La più bella del mondo

 

No, Benigni, non si riferisce a Gina Lollobrigida, che fu la protagonista del film di tanti anni fa: "La donna più bella del mondo"; ma, alla Costituzione della Repubblica Italiana. Già, la Repubblica! Una forma di Stato per noi oggi quasi ovvia; ma, che non lo era quando, alla fine della seconda guerra mondiale, i nostri padri dovettero sceglierla con il referendum popolare, che pose fine alla dinastia dei Savoia.

Era quella un'Italia orgogliosa di aver riscattato il proprio suolo dall'occupazione tedesca e che usciva da una dolorosa guerra civile. Nella mia infanzia e fino all'età adulta, in Sicilia, ho sempre provato un senso di privazione rispetto ad un pezzo di storia che non abbiamo vissuto. Lo sbarco alleato aveva già liberato, per prima, la Sicilia e, nelle nostre famiglie, non avevamo ricordo o traccia della " Resistenza " e della guerra partigiana che aveva toccato profondamente il Nord Italia.

Per tutti gli anni '50 e '60 le lotte Partigiane e la celebrazione del 25 aprile venivano vissute quasi in maniera distante, come se appartenessero ad un'altra realtà. Fu poi con le lotte studentesche ed operaie della fine degli anni '60 che, finalmente, si ebbe una profonda circolazione della cultura, delle idee, della tradizione storica della Resistenza e dei valori condivisi dei nostri padri costituenti.

 Cattolici, liberali, esponenti del partito d'azione, comunisti, socialisti tutti uniti da ideali comuni e dalla volontà di porre le basi solide della convivenza civile di un popolo nuovo in cui, finalmente, era il cittadino ad essere il protagonista, senza alcuna distinzione e pari di fronte alla legge.
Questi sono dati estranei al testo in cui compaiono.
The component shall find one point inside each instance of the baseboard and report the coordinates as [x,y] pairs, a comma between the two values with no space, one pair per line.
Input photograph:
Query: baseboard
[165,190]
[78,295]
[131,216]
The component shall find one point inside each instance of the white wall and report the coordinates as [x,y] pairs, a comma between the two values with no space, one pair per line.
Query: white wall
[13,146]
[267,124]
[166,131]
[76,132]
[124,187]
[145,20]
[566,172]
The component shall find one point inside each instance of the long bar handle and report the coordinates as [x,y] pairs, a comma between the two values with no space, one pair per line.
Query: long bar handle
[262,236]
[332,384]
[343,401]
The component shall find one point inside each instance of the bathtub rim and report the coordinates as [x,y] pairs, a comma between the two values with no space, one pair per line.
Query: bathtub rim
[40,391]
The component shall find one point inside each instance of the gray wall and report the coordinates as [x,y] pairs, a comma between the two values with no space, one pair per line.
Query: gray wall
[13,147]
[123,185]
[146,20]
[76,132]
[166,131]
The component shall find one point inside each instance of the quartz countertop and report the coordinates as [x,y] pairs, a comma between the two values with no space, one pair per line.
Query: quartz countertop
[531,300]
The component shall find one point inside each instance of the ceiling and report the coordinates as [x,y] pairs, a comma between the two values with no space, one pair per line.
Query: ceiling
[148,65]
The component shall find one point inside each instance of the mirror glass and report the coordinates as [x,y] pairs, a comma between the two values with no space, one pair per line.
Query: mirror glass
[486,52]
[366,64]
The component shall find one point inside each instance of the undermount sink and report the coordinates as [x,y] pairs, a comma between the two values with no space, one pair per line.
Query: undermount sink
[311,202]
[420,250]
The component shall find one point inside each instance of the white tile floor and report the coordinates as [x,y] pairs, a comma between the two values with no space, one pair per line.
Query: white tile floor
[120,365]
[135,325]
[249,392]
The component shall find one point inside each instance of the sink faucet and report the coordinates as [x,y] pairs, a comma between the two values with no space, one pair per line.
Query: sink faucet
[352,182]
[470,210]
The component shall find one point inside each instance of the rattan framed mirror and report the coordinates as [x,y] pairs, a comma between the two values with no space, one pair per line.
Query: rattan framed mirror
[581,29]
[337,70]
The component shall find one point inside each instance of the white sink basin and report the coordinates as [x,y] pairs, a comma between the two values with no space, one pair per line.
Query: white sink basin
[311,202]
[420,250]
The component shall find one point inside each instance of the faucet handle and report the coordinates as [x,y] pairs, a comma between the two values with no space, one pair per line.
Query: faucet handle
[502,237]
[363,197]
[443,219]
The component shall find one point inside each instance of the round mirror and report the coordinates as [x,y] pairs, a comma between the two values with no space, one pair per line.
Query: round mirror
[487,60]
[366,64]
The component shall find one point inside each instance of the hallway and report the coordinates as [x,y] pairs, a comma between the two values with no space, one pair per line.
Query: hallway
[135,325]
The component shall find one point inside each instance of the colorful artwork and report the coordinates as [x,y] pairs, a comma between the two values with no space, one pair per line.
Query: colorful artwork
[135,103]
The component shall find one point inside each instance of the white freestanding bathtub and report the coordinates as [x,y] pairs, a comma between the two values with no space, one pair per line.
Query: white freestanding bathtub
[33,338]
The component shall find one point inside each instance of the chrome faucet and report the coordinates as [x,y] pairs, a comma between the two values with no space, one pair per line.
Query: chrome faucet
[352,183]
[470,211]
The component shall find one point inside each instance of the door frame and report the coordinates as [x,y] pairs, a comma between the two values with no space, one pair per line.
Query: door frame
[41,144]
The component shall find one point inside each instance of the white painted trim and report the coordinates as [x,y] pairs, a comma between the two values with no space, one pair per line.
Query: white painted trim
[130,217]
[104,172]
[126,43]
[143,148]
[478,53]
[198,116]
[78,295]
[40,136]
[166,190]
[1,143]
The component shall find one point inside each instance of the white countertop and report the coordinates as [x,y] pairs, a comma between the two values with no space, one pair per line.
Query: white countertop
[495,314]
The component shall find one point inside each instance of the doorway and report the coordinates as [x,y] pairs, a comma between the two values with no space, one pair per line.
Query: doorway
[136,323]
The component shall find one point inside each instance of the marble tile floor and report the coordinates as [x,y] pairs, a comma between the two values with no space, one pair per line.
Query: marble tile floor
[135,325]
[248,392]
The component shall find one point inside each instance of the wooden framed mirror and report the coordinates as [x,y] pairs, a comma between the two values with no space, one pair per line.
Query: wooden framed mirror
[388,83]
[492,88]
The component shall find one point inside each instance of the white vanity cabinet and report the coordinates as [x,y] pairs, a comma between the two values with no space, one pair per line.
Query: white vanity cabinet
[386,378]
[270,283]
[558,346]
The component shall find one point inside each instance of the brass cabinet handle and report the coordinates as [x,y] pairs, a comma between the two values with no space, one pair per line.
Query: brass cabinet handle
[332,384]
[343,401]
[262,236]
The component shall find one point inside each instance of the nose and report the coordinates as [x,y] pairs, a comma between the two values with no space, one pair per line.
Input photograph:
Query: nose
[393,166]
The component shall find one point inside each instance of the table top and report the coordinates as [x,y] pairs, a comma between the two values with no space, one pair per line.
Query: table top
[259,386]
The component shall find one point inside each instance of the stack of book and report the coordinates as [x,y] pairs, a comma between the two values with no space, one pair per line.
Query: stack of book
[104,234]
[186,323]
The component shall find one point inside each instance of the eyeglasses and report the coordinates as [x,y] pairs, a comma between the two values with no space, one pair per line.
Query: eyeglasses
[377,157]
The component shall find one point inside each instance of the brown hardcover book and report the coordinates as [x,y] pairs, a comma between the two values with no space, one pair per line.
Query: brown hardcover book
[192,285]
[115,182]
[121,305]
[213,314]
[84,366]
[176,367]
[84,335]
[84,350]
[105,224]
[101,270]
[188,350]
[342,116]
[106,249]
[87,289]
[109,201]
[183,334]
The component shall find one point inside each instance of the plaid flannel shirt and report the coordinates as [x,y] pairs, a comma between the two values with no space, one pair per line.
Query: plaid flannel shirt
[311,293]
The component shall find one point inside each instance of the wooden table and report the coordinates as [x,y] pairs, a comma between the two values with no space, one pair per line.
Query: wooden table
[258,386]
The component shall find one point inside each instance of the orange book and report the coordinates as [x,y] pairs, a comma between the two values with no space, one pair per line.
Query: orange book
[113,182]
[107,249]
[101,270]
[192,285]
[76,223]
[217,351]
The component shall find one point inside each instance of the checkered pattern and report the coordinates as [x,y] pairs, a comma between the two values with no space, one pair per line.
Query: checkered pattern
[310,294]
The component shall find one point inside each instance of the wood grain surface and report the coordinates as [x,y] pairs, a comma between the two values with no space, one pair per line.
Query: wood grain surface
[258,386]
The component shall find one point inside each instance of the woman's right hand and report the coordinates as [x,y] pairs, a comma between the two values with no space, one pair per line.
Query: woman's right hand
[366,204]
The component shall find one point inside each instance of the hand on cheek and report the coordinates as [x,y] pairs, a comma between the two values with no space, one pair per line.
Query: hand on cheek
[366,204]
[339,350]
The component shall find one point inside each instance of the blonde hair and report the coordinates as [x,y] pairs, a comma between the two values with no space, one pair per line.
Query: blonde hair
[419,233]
Un bene prezioso per noi tutti la Costituzione. Un baluardo contro uno dei possibili inganni peggiori della democrazia: quello costituito dal potere senza limiti della maggioranza. Chi ci proteggerà altrimenti dal potere totalizzante della maggioranza? Chi ci assicurerà la libertà di dissentire? Chi tutelerà i diritti della persona? 

C'è stato consegnato, come ha giustamente sottolineato Benigni nel suo commento, un bene prezioso che contiene, nei dodici principi fondamentali, tutte le indicazioni per un vivere comune all'insegna del rispetto, dell'impegno e della solidarietà.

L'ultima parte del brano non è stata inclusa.